- Elçi, bu bir iki kadehle kendinden geçti; hatırında ne elçilik kaldı, ne getirdiği haber!
- آن رسول از خود بشد زین یک دو جام ** نه رسالت یاد ماندش نه پیام
- Tanrı kudretine hayran olup kaldı; makam erişip sultan oldu. 1530
- واله اندر قدرت الله شد ** آن رسول اینجا رسید و شاه شد
- Sel denize kavuştu deniz oldu.

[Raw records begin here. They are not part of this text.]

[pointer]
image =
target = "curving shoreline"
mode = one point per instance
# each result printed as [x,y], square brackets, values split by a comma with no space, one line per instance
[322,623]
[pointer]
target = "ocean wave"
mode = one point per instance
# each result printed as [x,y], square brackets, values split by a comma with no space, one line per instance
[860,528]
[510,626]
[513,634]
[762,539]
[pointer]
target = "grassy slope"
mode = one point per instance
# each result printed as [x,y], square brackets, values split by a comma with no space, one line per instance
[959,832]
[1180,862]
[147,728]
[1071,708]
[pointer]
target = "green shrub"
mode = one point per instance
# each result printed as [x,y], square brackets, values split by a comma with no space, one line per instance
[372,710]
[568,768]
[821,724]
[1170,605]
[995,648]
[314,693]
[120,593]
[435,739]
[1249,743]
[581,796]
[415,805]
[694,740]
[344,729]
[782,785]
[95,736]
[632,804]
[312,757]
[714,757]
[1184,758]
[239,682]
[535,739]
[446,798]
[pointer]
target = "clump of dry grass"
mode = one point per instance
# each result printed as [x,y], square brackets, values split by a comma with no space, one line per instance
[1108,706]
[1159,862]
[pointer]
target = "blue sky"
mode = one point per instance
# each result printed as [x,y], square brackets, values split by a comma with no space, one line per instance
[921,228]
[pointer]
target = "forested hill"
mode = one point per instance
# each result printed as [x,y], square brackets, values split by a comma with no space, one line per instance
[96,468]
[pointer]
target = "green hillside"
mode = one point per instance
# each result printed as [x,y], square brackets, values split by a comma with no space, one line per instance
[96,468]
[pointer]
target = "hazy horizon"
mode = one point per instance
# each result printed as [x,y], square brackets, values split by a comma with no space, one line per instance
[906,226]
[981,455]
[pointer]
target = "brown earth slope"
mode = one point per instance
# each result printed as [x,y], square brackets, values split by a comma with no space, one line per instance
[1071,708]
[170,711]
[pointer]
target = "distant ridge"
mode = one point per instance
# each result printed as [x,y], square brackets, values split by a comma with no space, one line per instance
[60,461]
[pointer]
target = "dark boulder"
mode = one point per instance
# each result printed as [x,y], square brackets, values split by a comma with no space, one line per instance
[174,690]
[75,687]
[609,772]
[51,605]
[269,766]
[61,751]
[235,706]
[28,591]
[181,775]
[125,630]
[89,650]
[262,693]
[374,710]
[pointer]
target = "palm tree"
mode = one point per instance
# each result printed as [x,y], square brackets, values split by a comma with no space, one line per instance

Tane ekinliğe vardı, ekin oldu.
- سیل چون آمد به دریا بحر گشت ** دانه چون آمد به مزرع گشت کشت
- Ekmek Âdem Atanın vücuduna karıştı, ölü iken dirildi, haberdar oldu.
- چون تعلق یافت نان با بو البشر ** نان مرده زنده گشت و با خبر
- Mum ve odun, ateşe can verip yanınca nursuz vücutları nurlandı.
- موم و هیزم چون فدای نار شد ** ذات ظلمانی او انوار شد
- Sürme taşı, (dövülüp) gözlere çekilince iyi görmeye sebep oldu, gözcü kesildi.
- سنگ سرمه چون که شد در دیدهگان ** گشت بینایی شد آن جا دیدبان
- Ne mutlu o adama kendisinden kurtulmuş, diriye ulaşmıştır! 1535
- ای خنک آن مرد کز خود رسته شد ** در وجود زندهای پیوسته شد
- Yazık o diriye ki ölü ile oturmuş, ölmüş; hayatını kaybetmiştir!
- وای آن زنده که با مرده نشست ** مرده گشت و زندگی از وی بجست
- Tanrı Kur’an’ına kaçar, sığınırsan Peygamberlerin ruhlarına karışırsın.
- چون تو در قرآن حق بگریختی ** با روان انبیا آمیختی
- Kur’an; Peygamberlerin, Tanrı’nın temiz ululuk denizindeki balıkların halleridir.